Carmy continua sendo pura emoção, mas é Sydney quem carrega a complexidade real. Sua fome vai além da culinária — ela quer ser reconhecida por inteiro, como ambiciosa, brilhante, falha, humana. E talvez o maior spoiler da temporada seja esse: Carmy, diante do fracasso em conquistar sua estrela Michelin, decide que precisa sair. Assume que o sucesso do restaurante vem de Syd, que talvez ela deva liderar sozinha. Um gesto nobre? Ou uma fuga com pitadas de ciúmes?

A reviravolta final é simbólica e cruel: assim que se confirma que a chef agora é Syd, o restaurante recebe uma crítica elogiosa — e não é sobre ela. É sobre Marcus. Ela não celebra. Só digere, mais uma vez relegada ao segundo plano. Será que a série, na próxima temporada, terá coragem de mergulhar na misoginia estrutural que isso representa?

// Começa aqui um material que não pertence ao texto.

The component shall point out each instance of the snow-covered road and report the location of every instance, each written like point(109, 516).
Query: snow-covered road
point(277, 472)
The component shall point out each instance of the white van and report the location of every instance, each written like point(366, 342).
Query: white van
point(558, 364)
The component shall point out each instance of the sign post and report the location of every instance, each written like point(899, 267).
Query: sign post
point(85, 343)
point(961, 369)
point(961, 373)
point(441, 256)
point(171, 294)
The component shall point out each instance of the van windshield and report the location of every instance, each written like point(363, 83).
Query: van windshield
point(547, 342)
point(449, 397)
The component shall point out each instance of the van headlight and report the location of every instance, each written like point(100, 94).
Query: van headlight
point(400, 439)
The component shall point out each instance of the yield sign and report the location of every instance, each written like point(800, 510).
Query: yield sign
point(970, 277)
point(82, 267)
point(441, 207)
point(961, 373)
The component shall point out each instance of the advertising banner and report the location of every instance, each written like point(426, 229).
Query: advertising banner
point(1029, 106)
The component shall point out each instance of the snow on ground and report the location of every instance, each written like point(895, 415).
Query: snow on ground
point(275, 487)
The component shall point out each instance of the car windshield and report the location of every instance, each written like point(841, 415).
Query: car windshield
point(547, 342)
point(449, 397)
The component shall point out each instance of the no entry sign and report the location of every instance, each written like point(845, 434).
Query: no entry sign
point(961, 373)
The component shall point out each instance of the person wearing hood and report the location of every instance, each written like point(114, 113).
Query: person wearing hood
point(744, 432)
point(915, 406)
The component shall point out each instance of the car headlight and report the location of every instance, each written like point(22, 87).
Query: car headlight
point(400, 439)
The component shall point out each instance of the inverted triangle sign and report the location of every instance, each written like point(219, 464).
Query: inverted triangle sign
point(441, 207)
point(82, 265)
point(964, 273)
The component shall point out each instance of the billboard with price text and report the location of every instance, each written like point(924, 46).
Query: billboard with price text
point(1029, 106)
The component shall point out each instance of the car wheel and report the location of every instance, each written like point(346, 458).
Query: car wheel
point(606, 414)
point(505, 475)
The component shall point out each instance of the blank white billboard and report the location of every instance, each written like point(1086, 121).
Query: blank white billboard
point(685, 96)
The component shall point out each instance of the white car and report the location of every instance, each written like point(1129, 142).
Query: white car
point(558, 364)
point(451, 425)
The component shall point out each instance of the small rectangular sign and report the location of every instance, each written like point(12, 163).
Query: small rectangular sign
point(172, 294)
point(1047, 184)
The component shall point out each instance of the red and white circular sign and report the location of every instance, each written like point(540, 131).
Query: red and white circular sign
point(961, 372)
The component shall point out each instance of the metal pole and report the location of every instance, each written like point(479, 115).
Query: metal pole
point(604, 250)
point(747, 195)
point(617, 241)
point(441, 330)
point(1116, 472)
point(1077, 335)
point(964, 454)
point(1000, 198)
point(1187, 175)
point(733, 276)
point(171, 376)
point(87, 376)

Sim, O Urso ainda é uma das melhores séries da atualidade — mas seu maior pecado talvez esteja no posicionamento como “comédia”, o que esvazia suas conquistas nas premiações. E o problema mais urgente é o risco de se perder em sua própria mise-en-scène. Porque, no fim das contas, os pratos mais inesquecíveis são aqueles que têm alma. E Sydney, enfim, merece ser o prato principal.